Script-a-Video: Deep Structured Audio-visual Captions via Factorized Streams and Relational Grounding
For researchers in multimodal video understanding and generation, MTSS addresses the structural bottleneck of entangled video captions, offering a more learnable and scalable interface.
The paper introduces Multi-Stream Scene Script (MTSS), a factorized and grounded captioning paradigm that replaces monolithic video descriptions with decoupled streams and explicit relational links. MTSS reduces error rates by 25% on Video-SALMONN-2, improves reasoning by 67% on Daily-Omni, and boosts video generation consistency by 45-71%.

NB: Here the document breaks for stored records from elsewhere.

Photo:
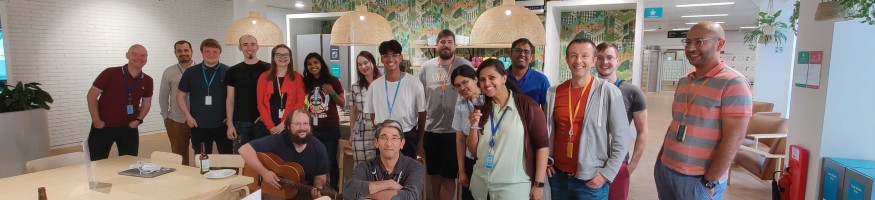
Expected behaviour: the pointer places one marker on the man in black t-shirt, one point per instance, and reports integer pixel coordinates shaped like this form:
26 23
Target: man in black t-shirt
241 104
297 146
607 63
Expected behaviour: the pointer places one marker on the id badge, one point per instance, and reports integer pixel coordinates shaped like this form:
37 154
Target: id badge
490 161
682 133
208 100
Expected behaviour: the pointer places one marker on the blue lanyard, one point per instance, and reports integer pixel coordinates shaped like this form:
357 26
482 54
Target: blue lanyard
136 82
386 84
210 82
495 126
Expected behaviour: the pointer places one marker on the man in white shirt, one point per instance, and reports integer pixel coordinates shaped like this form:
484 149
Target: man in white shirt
398 96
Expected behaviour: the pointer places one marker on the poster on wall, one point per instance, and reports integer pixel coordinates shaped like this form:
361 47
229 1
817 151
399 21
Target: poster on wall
807 71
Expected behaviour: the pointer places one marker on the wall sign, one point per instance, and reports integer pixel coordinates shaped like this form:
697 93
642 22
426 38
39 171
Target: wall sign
807 72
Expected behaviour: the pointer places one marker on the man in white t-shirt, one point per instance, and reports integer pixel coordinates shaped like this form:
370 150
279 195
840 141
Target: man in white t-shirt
398 96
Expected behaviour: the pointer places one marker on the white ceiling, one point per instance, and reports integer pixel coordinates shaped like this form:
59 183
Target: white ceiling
742 13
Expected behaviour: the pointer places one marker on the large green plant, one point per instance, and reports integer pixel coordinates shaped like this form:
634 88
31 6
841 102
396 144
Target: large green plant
858 9
758 34
23 97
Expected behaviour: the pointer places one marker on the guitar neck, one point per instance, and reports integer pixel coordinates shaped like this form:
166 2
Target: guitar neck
300 186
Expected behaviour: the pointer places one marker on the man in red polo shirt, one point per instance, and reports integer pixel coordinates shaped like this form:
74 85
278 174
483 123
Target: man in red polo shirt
118 101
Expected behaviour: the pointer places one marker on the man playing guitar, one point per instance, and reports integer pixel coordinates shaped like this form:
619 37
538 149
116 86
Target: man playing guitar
296 146
390 175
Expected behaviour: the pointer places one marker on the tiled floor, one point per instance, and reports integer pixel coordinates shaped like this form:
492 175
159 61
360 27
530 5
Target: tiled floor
744 185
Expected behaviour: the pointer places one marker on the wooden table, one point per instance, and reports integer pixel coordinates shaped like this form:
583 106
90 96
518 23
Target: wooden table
71 182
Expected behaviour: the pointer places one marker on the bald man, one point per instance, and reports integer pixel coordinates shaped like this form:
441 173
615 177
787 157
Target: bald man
712 108
118 101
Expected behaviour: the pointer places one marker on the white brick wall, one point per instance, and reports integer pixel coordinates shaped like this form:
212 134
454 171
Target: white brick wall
65 44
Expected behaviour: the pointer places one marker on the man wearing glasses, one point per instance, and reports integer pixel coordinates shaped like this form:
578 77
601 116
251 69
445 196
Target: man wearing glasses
531 83
636 109
398 96
389 176
297 145
712 108
440 151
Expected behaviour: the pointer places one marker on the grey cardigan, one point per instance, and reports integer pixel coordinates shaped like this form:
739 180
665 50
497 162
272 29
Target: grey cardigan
605 136
411 171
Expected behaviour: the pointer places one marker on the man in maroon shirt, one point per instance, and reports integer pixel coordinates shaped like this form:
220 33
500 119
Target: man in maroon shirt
118 101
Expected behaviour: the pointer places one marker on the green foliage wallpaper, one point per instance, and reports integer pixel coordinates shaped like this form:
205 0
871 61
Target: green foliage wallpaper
613 26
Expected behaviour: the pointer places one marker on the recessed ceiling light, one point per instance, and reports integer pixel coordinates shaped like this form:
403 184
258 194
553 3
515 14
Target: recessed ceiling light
714 15
694 23
704 4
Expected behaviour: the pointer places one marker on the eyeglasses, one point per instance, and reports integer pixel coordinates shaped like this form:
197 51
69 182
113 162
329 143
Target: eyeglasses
282 55
520 51
604 58
387 139
300 124
695 41
393 55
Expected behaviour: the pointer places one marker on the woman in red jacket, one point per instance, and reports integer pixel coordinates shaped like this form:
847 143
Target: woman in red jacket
280 90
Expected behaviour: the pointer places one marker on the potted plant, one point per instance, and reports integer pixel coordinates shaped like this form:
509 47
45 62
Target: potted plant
23 126
768 30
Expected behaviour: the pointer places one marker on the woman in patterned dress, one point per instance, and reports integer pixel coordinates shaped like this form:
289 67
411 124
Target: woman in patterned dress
362 136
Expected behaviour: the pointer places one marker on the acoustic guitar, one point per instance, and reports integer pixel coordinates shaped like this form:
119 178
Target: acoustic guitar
291 177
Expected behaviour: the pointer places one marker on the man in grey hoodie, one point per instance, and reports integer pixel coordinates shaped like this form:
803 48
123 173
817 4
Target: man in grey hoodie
586 121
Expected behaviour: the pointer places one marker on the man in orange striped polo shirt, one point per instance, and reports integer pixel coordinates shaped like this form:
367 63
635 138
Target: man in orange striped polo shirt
711 109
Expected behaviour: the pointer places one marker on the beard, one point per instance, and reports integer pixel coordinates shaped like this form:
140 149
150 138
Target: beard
300 140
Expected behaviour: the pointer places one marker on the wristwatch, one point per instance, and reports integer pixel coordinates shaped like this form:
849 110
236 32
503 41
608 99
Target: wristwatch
708 184
539 184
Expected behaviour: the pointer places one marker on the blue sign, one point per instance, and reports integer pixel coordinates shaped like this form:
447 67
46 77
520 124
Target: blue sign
655 12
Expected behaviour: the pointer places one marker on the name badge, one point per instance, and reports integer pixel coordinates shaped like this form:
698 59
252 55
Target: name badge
682 133
490 161
130 109
208 100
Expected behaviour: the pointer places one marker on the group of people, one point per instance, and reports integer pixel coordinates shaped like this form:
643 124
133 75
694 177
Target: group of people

Advances in Multimodal Large Language Models (MLLMs) are transforming video captioning from a descriptive endpoint into a semantic interface for both video understanding and generation. However, the dominant paradigm still casts videos as monolithic narrative paragraphs that entangle visual, auditory, and identity information. This dense coupling not only compromises representational fidelity but also limits scalability, since even local edits can trigger global rewrites. To address this structural bottleneck, we propose Multi-Stream Scene Script (MTSS), a novel paradigm that replaces monolithic text with factorized and explicitly grounded scene descriptions. MTSS is built on two core principles: Stream Factorization, which decouples a video into complementary streams (Reference, Shot, Event, and Global), and Relational Grounding, which reconnects these isolated streams through explicit identity and temporal links to maintain holistic video consistency. Extensive experiments demonstrate that MTSS consistently enhances video understanding across various models, achieving an average reduction of 25% in the total error rate on Video-SALMONN-2 and an average performance gain of 67% on the Daily-Omni reasoning benchmark. It also narrows the performance gap between smaller and larger MLLMs, indicating a substantially more learnable caption interface. Finally, even without architectural adaptation, replacing monolithic prompts with MTSS in multi-shot video generation yields substantial human-rated improvements: a 45% boost in cross-shot identity consistency, a 56% boost in audio-visual alignment, and a 71% boost in temporal controllability.